Tuesday, September 28, 2010

Having a Moment, Here...

I had a Heidegger moment the other day on a walk. Martin Heidegger was a German existential philosopher whose 'Being and Time' is very difficult, and very divisive. The latter is not due, so much, to its content, as to Heidegger's Nazism.

He didn't publish much, book-wise. But, unfortunately, he was one of the intellectuals who stuck around longer than he should have during the Third Reich.

Having studied Nazism a good bit, as well a philosophy, I think the 'traces' of Hitler-esque ideology some claim to find in the book are illusory. I did not detect them.

Being and Time does, however, provide one of the most coherent explanations of modern life. He sets forth examples of how we think, interact, and exist that, for me, are more relatable to than Sartre, Hume, Aristotle or anyone else, really.

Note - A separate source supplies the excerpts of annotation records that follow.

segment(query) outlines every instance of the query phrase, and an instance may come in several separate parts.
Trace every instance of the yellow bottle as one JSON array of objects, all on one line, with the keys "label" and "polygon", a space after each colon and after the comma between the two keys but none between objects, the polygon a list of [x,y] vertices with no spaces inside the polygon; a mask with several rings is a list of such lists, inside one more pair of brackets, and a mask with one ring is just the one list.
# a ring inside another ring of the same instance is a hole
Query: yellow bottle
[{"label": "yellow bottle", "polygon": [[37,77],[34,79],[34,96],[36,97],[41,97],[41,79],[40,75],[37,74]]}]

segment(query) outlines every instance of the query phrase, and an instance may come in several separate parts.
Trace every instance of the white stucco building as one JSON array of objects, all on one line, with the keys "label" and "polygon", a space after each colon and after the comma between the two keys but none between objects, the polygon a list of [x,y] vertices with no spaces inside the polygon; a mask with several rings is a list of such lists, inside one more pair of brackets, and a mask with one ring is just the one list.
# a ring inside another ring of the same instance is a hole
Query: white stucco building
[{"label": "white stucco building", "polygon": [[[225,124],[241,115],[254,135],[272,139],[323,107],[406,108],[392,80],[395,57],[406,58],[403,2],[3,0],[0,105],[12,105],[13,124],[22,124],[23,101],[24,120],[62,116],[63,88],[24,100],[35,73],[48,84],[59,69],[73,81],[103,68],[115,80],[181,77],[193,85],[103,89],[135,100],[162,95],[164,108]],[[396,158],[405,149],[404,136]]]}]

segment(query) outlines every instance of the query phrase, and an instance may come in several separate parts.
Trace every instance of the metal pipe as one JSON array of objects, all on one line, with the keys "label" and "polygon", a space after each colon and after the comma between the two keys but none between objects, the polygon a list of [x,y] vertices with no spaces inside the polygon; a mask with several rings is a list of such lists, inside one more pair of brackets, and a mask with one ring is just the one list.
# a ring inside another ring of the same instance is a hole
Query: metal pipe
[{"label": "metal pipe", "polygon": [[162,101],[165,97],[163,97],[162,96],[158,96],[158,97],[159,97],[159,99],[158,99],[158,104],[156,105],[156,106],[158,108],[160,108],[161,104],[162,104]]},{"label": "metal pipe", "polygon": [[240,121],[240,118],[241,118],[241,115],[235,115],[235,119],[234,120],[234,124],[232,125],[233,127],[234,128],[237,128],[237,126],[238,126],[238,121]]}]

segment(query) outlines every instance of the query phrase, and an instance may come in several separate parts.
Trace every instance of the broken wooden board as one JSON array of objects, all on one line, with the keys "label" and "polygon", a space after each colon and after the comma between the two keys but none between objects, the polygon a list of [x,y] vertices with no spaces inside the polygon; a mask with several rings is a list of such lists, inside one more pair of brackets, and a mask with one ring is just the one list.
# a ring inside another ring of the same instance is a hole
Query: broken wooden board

To take an example, think of your socks.

Now, before reading 'socks' you likely weren't thinking of them. You might've been thinking about books, Nazism, me, or a slew of things the words before 'socks' conjured up. By the time you read 'socks' you may have just been politely skimming, thoughts in divers places I could not possibly know.

These sock moments tell us much about how we think, and act. More over, they tell us a fair bit about how we process space and time. I know, when I stop and think about it, what Professor Derby taught me about Einstein's spacetime. I could make you a Minkowski spacetime diagram, or the shadow of a hypercube.

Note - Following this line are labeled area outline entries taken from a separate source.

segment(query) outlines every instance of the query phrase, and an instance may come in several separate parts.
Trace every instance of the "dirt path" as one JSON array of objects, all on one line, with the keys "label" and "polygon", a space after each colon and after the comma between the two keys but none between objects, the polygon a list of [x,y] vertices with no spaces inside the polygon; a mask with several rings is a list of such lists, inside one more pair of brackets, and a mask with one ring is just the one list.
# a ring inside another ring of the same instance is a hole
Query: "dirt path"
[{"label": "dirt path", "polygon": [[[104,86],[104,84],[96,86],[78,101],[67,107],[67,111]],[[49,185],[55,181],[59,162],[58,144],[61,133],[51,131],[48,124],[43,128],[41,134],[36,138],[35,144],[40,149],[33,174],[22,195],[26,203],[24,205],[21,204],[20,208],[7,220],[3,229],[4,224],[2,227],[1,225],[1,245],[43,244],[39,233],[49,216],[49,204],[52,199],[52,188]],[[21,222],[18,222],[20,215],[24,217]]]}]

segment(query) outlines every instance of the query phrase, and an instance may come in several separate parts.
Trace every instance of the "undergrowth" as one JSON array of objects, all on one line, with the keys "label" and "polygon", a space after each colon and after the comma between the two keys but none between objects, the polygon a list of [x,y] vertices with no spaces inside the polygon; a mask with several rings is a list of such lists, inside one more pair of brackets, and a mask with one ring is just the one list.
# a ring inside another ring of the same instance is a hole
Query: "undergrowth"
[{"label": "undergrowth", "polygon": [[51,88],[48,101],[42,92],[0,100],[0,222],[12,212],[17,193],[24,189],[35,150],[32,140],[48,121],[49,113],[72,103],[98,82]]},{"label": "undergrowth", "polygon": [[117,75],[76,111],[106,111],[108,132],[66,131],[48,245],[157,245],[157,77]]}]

No one, I suspect, goes about process the world in this way, though. Not even Einstein.

So while I was walking my mind was 'far away', as they say. (Stop and consider the philosophical connotations of such a phrase, in relation, as it usually is given, to one's mind. That's Heidegger.) My thoughts were pleasantly fantastical at the moment in question. A middle-aged Asian fellow walked briskly past me, requiring me to shift on the sidewalk, and pay attention to my footing.

I was peeved. I had been thinking fun thoughts, and this fellow had forced me to stop and think about my legs and feet! I was upset at him. Then my mind turned from feet not to my previous thoughts, but to Heidegger. Then I was pissed.